Of course GLOW isn’t perfect. Of course there are moments where it veers into predictability, or the jokes fall flat, or we get bored of being told that the objectively beautiful Alison Brie is somehow hideous. But what it is is yet more evidence that the best original stories are being told at home, where we can comfortably spend five hours in bed getting to know characters and then know we will (probably) find out where they are this time next year.

GLOW’s first season was funny, a little sad, and an indicator of very good things to come.
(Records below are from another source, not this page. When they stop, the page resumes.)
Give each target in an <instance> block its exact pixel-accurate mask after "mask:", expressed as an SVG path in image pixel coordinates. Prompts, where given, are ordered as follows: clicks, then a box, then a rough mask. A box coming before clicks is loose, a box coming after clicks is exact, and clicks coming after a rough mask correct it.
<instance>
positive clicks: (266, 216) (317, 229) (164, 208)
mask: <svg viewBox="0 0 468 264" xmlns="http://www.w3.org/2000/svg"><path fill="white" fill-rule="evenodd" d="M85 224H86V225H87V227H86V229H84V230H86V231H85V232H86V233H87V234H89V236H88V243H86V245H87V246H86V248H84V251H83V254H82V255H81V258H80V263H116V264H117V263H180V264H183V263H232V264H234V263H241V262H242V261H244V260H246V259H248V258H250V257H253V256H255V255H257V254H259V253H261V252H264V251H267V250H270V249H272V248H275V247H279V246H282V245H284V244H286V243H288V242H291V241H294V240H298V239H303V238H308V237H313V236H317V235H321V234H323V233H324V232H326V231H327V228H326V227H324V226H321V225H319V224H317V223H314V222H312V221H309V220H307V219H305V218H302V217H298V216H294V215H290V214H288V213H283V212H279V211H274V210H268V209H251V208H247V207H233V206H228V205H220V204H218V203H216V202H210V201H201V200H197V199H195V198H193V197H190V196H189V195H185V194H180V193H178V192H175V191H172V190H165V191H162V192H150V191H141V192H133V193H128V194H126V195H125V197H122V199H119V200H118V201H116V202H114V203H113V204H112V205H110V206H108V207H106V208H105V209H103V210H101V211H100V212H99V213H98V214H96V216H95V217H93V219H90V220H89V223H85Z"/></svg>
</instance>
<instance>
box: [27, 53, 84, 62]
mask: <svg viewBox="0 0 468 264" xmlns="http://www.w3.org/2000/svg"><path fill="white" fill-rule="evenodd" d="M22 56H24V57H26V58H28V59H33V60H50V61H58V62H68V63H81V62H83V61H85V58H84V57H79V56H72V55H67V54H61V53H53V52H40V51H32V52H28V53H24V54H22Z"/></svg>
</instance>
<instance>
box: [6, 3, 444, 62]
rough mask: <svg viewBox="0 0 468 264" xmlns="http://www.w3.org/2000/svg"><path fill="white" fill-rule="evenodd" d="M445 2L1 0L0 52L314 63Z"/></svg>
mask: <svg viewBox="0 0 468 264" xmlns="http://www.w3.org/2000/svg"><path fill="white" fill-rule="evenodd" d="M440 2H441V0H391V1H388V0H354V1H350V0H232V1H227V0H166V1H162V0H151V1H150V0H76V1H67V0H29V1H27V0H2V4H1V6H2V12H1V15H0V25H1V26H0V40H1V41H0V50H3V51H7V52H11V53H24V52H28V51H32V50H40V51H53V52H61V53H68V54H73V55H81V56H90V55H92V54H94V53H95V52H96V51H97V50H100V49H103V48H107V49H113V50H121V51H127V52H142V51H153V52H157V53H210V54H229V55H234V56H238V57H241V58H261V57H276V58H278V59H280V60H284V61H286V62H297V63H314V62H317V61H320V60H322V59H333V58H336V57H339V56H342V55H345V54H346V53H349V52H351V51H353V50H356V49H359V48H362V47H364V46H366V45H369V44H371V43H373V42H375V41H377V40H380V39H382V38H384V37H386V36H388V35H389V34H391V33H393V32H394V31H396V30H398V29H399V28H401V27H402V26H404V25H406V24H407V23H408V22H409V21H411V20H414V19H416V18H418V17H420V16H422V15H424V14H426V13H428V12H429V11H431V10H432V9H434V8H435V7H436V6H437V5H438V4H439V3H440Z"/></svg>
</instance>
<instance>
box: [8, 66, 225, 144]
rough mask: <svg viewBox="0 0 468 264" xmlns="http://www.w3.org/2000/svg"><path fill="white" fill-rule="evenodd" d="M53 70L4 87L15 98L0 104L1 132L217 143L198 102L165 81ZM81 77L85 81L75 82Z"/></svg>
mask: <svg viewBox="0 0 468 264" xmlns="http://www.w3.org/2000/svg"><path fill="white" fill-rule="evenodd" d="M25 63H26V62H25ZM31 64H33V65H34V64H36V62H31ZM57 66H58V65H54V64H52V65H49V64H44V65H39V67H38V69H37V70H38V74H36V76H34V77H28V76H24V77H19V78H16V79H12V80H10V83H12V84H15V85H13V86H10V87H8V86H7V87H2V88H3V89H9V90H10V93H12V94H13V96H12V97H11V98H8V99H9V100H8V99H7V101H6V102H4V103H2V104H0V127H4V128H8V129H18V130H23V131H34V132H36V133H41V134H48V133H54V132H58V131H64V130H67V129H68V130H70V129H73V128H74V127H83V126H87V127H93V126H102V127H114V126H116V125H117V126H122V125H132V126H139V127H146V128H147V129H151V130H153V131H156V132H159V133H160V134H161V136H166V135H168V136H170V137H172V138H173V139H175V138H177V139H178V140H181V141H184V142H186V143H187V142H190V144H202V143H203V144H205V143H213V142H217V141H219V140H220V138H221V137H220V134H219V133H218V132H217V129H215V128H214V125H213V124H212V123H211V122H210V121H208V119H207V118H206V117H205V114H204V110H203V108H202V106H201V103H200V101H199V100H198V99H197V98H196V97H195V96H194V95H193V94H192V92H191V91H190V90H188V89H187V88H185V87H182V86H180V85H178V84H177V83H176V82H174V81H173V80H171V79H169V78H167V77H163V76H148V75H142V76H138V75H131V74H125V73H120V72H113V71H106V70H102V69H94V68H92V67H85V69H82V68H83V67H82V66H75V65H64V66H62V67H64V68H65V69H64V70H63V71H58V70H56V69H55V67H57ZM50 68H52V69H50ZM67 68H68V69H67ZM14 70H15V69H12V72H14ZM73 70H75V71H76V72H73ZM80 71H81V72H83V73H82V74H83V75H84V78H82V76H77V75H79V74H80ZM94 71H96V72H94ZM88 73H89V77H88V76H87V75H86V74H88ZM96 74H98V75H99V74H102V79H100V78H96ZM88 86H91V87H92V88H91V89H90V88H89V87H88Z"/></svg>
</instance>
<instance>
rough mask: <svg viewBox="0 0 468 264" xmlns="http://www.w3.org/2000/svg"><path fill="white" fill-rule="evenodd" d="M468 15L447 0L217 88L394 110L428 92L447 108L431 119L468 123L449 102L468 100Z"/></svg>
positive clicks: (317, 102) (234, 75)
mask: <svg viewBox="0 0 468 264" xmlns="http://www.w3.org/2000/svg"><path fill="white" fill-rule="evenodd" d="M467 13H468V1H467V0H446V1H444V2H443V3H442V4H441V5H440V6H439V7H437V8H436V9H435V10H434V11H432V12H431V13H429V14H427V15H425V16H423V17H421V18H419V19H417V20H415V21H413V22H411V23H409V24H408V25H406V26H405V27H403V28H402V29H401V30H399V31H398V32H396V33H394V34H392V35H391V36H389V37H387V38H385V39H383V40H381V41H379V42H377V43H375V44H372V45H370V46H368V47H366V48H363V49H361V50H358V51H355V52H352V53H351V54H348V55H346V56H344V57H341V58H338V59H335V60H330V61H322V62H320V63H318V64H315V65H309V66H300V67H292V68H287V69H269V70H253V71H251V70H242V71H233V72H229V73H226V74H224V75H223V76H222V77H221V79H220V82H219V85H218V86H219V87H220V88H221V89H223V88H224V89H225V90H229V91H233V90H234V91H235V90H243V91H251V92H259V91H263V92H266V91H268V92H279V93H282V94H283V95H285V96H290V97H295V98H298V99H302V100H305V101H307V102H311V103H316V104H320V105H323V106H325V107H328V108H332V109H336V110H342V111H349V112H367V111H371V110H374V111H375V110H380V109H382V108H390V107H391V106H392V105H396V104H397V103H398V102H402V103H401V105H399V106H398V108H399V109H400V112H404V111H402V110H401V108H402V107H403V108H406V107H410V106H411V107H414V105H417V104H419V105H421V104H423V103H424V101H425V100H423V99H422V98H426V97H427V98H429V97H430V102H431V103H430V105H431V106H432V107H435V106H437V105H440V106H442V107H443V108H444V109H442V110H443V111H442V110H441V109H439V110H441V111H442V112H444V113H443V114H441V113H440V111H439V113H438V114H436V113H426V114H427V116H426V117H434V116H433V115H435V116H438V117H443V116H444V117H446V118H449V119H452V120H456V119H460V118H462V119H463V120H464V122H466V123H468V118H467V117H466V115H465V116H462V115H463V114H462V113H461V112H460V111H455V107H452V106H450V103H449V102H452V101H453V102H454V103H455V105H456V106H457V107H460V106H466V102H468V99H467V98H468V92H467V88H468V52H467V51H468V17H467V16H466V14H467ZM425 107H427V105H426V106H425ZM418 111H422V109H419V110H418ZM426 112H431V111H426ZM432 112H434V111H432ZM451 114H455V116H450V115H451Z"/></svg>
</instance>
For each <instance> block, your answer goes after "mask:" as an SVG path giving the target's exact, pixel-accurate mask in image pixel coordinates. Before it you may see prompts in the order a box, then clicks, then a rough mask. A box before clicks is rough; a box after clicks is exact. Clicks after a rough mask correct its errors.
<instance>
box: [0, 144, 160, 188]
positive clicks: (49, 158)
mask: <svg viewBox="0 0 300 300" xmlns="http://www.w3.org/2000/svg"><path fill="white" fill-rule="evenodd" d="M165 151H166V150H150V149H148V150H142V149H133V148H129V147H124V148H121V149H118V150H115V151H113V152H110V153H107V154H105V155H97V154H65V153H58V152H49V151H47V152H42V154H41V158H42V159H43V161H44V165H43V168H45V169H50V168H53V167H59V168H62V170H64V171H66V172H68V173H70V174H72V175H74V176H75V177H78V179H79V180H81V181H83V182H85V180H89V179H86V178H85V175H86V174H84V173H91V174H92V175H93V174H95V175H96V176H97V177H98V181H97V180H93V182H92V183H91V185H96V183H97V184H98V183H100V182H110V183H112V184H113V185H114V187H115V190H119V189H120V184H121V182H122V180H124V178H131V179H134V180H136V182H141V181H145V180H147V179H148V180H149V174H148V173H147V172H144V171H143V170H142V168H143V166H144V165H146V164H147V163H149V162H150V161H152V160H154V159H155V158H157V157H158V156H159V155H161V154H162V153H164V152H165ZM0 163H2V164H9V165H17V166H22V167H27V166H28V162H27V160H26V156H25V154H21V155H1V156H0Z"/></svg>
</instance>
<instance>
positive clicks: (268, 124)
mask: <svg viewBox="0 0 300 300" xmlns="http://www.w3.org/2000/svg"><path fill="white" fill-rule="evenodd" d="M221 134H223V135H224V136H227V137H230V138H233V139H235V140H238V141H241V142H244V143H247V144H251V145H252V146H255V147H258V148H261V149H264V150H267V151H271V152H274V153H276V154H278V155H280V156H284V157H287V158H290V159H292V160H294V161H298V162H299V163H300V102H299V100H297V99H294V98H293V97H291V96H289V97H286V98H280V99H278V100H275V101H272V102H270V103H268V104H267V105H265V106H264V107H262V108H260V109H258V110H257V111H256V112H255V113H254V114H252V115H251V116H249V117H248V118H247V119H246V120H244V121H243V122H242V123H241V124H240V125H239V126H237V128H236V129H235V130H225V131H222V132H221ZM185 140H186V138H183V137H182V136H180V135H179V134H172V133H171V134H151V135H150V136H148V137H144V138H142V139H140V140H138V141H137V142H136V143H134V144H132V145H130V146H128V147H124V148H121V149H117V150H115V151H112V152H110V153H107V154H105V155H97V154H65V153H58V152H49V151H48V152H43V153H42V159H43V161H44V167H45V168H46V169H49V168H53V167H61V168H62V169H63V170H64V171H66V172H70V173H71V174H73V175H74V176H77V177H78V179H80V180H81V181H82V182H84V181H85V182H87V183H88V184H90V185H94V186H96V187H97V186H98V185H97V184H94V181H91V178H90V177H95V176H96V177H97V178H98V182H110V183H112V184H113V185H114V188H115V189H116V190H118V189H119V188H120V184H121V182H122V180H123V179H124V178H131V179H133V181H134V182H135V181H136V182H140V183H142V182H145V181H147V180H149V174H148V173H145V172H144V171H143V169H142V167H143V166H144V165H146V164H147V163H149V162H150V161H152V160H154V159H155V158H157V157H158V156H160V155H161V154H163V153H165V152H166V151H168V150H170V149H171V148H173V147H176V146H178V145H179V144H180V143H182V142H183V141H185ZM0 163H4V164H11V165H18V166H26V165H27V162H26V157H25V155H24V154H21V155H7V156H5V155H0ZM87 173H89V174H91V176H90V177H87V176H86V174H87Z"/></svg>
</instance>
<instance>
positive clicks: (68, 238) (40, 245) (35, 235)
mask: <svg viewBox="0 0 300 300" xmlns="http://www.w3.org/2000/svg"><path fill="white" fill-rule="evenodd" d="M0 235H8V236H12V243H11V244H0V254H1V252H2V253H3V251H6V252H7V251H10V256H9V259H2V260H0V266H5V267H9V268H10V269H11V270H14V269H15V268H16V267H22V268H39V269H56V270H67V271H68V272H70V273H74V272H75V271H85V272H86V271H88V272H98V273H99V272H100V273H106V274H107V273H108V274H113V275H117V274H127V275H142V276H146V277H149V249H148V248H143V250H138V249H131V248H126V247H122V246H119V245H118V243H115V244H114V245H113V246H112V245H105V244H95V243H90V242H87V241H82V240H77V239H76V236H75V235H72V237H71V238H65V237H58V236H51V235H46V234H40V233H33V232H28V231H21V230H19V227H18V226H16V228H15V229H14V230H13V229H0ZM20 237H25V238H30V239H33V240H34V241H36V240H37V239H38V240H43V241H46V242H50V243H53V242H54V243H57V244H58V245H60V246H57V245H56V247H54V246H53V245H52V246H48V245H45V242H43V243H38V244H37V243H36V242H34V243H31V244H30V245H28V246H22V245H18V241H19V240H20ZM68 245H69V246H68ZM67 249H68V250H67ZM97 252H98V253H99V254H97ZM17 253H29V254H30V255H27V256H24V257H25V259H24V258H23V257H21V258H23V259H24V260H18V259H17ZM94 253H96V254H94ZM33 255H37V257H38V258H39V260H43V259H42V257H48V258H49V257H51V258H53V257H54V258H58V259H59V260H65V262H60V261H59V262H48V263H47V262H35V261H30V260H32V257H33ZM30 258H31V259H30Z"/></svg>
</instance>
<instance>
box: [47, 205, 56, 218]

Netflix’s programming can be hit and miss, but the recent cancellation of Girlboss is perhaps a sign that what the audience wants is not simply female-led shows or quote-unquote ‘strong’ women, but shows by and starring women that we can relate to, and that despite the characters’ issues, have any shred of likeability left in their souls. We don’t want black-hearted, entitled tyrants; we want real, whole women, flaws and all with real stories – and you can find all that, at home in your pyjamas, in GLOW.